Brian duffy aurum
Watches of Switzerland Group CEO Brian Duffy.

Watches of Switzerland CEO rewarded with share sale and option deal worth £11.8 million as group nails its IPO

London Stock Exchange disclosure shows Brian Duffy rewarded handsomely for his stewardship of the company up to and through its public listing.

The Watches of Switzerland Group chief executive Brian Duffy sold 1,868,694 shares of the company’s stock just days after the successful initial public offering on the London Stock Exchange.

A disclosure to the exchange, which requires notification of transactions by Directors, Persons Discharging Managerial Responsibilities (PDMRs) and persons closely associated with them, says that Mr Duffy’s stock was sold at an average price of £2.70 ($3.53), for a total transaction of £5,045,473.

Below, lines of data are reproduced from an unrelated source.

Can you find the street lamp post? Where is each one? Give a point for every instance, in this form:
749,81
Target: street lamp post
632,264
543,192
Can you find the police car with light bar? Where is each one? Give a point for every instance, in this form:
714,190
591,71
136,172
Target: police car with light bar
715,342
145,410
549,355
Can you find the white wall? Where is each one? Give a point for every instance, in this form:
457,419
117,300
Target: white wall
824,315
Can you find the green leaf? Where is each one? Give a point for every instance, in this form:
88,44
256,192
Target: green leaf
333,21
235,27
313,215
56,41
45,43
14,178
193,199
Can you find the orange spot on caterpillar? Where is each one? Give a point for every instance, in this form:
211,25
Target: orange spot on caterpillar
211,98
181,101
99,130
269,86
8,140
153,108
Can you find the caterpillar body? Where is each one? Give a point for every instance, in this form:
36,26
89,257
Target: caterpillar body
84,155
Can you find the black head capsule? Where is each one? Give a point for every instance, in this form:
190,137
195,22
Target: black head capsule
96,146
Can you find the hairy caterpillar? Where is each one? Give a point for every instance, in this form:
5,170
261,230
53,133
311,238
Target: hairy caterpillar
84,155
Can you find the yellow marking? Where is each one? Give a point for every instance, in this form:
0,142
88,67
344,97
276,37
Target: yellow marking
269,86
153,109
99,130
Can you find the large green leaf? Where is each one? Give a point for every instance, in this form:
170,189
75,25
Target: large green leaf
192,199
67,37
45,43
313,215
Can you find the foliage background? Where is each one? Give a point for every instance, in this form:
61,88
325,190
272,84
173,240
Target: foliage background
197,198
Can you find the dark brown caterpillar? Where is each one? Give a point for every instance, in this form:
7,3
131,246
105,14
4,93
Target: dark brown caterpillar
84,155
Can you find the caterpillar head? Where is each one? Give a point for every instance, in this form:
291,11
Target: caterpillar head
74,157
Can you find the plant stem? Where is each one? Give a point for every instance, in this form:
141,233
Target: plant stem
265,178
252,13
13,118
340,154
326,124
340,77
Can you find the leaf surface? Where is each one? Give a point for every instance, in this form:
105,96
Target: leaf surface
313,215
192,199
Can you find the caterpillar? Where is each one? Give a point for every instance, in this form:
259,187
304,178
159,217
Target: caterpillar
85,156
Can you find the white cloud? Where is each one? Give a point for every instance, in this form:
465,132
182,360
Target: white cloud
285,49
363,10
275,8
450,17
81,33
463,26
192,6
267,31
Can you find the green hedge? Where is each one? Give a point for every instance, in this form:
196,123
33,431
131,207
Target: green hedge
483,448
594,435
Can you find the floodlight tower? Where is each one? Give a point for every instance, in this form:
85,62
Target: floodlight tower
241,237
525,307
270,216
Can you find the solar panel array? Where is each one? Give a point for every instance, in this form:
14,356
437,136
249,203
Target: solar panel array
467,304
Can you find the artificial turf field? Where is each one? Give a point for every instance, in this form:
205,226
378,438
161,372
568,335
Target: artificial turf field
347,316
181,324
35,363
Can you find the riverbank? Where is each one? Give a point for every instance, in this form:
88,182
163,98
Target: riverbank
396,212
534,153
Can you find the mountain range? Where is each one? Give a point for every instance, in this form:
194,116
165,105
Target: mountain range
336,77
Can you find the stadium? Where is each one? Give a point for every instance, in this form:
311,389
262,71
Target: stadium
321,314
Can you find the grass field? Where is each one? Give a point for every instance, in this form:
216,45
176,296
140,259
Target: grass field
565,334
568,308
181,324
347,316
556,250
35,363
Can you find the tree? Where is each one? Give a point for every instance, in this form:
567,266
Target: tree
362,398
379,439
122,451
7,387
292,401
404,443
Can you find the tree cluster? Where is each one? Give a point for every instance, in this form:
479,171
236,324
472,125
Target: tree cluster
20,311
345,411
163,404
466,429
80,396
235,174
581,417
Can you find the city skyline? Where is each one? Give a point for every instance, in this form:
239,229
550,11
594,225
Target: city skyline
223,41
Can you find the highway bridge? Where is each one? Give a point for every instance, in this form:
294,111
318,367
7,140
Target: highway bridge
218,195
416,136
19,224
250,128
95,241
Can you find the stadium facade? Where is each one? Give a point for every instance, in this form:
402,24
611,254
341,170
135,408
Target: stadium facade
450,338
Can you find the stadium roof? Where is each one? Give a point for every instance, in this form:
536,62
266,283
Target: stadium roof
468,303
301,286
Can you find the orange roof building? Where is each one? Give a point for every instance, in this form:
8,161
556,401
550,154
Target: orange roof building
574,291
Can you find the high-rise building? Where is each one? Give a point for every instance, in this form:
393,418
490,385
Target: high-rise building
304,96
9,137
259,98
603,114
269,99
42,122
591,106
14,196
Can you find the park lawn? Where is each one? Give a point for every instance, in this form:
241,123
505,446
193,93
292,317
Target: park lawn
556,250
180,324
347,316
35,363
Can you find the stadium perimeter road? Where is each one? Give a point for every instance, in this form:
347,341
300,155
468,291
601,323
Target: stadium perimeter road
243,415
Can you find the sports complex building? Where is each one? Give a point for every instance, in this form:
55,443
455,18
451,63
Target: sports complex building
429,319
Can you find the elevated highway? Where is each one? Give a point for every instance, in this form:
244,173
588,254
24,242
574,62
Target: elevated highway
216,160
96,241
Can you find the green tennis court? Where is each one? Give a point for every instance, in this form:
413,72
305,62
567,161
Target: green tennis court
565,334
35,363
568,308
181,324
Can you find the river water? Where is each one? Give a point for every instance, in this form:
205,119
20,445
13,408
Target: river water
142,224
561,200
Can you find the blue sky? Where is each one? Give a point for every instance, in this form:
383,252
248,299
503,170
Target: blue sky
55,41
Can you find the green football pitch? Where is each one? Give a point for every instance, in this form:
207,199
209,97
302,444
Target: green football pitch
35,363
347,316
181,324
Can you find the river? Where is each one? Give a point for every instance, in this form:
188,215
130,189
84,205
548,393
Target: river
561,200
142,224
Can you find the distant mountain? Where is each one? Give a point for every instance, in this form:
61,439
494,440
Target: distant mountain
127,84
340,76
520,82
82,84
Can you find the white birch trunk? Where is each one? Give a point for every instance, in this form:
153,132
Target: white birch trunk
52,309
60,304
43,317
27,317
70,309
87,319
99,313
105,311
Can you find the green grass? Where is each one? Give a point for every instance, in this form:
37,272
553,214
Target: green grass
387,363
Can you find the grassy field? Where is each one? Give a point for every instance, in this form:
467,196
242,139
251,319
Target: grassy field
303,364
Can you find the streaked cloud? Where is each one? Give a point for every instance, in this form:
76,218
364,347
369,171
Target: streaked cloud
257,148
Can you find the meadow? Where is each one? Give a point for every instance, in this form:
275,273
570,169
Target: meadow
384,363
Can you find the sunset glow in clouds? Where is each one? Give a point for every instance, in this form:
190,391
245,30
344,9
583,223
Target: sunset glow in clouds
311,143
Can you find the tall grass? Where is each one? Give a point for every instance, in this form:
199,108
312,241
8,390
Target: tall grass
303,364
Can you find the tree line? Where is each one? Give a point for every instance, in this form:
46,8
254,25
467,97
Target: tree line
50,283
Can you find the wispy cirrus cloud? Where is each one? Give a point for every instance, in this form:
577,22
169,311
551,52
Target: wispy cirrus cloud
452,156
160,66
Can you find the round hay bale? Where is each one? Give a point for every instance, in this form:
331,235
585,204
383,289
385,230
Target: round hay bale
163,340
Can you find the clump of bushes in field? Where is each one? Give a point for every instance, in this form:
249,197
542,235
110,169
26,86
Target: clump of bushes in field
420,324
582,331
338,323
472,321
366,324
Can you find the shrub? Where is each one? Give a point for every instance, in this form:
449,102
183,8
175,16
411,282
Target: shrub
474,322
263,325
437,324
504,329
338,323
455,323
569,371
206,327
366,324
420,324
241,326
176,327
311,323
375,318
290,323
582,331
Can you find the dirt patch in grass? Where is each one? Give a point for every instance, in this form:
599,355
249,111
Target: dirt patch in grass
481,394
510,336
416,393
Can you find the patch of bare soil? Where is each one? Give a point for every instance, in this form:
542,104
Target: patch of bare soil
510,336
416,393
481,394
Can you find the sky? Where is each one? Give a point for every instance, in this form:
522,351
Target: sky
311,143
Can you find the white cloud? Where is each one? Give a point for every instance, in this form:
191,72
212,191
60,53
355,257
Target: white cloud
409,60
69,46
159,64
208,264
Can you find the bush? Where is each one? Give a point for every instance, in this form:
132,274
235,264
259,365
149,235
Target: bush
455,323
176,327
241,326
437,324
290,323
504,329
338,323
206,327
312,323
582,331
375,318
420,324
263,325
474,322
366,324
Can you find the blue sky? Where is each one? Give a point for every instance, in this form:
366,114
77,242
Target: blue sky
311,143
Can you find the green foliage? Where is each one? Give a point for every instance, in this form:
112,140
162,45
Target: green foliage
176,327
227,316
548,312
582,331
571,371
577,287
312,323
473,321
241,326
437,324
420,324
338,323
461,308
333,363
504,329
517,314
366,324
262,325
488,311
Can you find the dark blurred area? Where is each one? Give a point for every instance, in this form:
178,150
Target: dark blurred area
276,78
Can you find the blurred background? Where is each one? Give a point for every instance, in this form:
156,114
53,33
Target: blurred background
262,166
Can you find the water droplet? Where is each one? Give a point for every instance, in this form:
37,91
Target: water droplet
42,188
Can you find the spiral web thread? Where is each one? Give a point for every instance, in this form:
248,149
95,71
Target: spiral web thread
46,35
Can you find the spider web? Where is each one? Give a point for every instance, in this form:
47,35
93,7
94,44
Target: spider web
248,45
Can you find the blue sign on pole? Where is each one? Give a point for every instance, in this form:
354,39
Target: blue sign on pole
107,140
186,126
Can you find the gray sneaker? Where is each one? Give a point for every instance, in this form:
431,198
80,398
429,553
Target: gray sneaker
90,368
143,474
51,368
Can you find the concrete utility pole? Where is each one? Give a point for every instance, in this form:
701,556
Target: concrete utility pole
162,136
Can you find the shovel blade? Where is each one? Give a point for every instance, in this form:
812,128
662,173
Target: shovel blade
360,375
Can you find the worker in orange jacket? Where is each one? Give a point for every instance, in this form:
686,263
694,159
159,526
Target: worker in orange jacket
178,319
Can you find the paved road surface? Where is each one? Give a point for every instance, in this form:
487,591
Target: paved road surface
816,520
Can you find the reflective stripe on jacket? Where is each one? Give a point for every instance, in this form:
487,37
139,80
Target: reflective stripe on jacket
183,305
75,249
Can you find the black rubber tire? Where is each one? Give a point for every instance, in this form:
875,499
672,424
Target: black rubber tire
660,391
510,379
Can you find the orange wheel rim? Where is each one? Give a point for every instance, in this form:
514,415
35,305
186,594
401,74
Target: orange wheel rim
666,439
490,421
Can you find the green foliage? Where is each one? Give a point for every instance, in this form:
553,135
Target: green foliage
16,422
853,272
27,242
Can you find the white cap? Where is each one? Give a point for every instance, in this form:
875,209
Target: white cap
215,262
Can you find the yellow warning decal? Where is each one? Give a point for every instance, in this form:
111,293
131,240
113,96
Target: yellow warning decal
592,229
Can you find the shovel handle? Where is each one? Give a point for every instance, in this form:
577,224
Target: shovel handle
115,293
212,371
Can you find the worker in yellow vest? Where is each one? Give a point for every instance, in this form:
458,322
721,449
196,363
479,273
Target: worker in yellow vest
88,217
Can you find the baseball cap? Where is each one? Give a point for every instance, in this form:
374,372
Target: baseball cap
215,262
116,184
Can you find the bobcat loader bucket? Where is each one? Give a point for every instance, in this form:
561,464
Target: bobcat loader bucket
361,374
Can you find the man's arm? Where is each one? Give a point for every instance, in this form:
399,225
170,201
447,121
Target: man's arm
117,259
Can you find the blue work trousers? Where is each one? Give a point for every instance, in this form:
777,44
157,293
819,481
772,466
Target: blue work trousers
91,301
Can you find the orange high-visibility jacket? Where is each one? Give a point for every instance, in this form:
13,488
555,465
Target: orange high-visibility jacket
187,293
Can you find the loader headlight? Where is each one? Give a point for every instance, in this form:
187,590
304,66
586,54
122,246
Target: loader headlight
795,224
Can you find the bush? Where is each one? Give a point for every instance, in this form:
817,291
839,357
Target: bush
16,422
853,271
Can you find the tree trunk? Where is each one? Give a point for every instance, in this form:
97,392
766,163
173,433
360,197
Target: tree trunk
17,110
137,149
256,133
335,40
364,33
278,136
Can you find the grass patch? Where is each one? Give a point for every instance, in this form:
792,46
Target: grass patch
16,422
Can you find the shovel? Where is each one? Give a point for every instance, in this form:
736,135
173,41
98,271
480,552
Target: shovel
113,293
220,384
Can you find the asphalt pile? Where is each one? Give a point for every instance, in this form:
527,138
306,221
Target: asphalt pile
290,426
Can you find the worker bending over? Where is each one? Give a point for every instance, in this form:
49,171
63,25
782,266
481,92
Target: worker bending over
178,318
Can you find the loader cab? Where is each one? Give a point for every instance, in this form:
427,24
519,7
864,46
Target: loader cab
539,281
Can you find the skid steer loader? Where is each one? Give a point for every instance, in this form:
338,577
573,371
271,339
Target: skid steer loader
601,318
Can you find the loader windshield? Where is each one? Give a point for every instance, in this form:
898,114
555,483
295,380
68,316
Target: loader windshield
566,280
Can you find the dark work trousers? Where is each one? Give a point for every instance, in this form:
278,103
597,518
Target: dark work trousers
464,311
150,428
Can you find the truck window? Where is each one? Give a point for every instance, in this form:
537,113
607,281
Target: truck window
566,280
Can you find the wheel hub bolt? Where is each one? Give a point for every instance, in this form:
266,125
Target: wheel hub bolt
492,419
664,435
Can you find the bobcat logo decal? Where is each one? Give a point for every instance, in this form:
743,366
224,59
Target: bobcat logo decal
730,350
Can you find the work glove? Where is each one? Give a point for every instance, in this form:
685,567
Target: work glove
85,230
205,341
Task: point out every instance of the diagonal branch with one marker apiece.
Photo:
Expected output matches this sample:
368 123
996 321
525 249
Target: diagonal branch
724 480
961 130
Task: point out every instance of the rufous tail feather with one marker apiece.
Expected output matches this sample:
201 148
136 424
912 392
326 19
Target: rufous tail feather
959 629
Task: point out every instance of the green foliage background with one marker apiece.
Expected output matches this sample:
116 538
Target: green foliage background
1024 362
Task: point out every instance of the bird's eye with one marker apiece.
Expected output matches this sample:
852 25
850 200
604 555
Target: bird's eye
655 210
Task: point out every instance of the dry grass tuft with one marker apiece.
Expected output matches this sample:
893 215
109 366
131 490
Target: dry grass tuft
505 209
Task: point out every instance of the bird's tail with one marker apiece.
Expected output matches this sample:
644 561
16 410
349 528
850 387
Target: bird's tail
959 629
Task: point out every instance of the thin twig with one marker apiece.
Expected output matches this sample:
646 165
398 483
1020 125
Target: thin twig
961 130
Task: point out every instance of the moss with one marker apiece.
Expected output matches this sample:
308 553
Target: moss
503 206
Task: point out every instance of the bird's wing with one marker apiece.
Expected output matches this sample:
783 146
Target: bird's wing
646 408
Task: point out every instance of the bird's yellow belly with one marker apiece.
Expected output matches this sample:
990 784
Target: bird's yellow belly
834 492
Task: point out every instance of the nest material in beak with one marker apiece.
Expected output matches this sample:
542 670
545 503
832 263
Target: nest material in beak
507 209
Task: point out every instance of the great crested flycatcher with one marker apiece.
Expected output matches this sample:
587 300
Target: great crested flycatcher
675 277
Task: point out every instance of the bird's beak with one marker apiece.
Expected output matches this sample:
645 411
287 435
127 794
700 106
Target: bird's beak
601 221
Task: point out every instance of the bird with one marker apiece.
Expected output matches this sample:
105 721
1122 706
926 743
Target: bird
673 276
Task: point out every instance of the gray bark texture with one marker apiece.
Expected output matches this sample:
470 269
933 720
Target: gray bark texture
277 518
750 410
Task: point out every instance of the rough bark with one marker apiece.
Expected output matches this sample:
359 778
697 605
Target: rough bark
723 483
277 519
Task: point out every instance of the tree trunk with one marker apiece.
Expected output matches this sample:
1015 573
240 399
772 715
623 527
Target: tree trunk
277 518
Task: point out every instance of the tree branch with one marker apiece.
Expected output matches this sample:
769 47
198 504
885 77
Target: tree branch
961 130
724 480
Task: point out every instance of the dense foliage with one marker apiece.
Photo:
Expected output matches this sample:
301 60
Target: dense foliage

Mr Duffy confirmed the transaction with WatchPro this morning. He did not disclose what price he initially paid for the shares.

The stock exchange disclosure also reveals that Mr Duffy has secured a nil-cost option to acquire 2,222,222 ordinary shares “in recognition of the director’s services to the company and to ensure ongoing incentivisation, subject to the director’s continued service with the company”.

At today’s price of 305p per share, the option shares are worth an additional £6.8 million.

Anders Romberg, the UK-based Watches of Switzerland Group chief financial officer banked £2.4 million from the sale of his shares.

The Watches of Switzerland Group went public on May 30, with shares rising in value by up to 17% from their IPO price of 270p on the opening day.

Shares have traded as high as 313p, and are still selling for over 300p today.

Mr Duffy says the IPO exceeded his expectations. He told WatchPro on the day of the listing: “It’s been great. We more or less went up to around 14 or 15% up and we’ve been as high as 17% up. So clearly it has been good, it is ahead of anything I was expecting for sure.

“We had a great reaction, we were way over subscribed and we had the feedback from the beginning that our pricing was ‘very reasonable’ which was the term most frequently used so it was out there that we were not trying to push anything and we finished it, but the most difficult part of it all was last night trying to allocate to investors a proportion of what they had asked for and in any case all of it.”

Having sold his 1.9 million shares at the IPO price of 270p, Mr Duffy might be reflecting that he could have held on for a few days. “I did expect a positive demand today but I did not expect it to be double digits,” he said last week.